1949 Dixie Classic
- Season: 1949–50
- Teams: 8
- Finals site: Reynolds Coliseum Raleigh, North Carolina
- Champions: NC State (1st title)
- Runner-up: Penn State (1st title game)
- Winning coach: Everett Case (1st title)
- MVP: Dick Dickey (NC State)
- Attendance: 54,400

= 1949 Dixie Classic =

Mid-season college basketball tournament

The 1949 Dixie Classic was a mid-season college basketball tournament held December 28–30, 1949 at NC State's Reynolds Coliseum in Raleigh, North Carolina.
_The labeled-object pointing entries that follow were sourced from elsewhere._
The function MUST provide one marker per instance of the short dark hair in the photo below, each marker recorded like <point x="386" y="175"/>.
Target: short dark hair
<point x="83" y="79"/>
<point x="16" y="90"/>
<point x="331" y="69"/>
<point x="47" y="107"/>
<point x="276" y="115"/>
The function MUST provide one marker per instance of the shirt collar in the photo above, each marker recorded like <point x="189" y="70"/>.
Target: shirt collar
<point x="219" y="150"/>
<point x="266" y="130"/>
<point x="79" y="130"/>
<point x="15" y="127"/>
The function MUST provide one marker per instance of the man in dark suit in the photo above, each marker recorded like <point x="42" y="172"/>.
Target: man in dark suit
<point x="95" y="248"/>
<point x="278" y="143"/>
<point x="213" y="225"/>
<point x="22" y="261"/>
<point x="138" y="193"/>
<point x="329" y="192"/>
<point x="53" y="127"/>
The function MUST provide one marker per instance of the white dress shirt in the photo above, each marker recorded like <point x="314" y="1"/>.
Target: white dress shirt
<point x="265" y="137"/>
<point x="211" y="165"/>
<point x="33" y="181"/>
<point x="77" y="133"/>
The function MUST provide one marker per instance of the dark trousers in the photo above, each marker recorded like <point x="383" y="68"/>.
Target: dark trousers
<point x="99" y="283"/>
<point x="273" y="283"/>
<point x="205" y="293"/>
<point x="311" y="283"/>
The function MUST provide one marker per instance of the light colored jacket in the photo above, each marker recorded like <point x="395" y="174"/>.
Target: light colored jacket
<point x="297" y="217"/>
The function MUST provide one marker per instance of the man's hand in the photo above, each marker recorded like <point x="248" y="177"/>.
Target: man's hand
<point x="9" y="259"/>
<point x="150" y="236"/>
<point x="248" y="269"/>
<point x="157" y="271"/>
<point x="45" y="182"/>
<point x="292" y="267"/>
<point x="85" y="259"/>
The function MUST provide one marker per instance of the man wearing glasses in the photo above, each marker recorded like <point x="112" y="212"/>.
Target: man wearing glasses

It was the first iteration of the Dixie Classic and it was part of the 1949–50 NCAA men's basketball season.

The championship game was contested by favorite NC State, who cruised to the final with double-digit wins over Rhode Island State and Georgia Tech, and underdog Penn State, who advanced with narrow upset wins over Duke and West Virginia. After initially struggling against Penn State's zone defense, NC State rallied back from a halftime deficit and won by a score of 50–40. Dick Dickey of NC State was voted most valuable player of the tournament.

==Teams==
Each year, the Dixie Classic included the "Big Four" teams (Duke, NC State, North Carolina, and Wake Forest), as well as four other invited teams. The 1949 teams were:
- Wake Forest Demon Deacons
- Georgia Tech Yellow Jackets
- NC State Wolfpack
- Rhode Island State Rams
- North Carolina Tar Heels
- West Virginia Mountaineers
- Duke Blue Devils
- Penn State Nittany Lions

The first round pairings were decided by drawing names from a hat on September 5, 1949.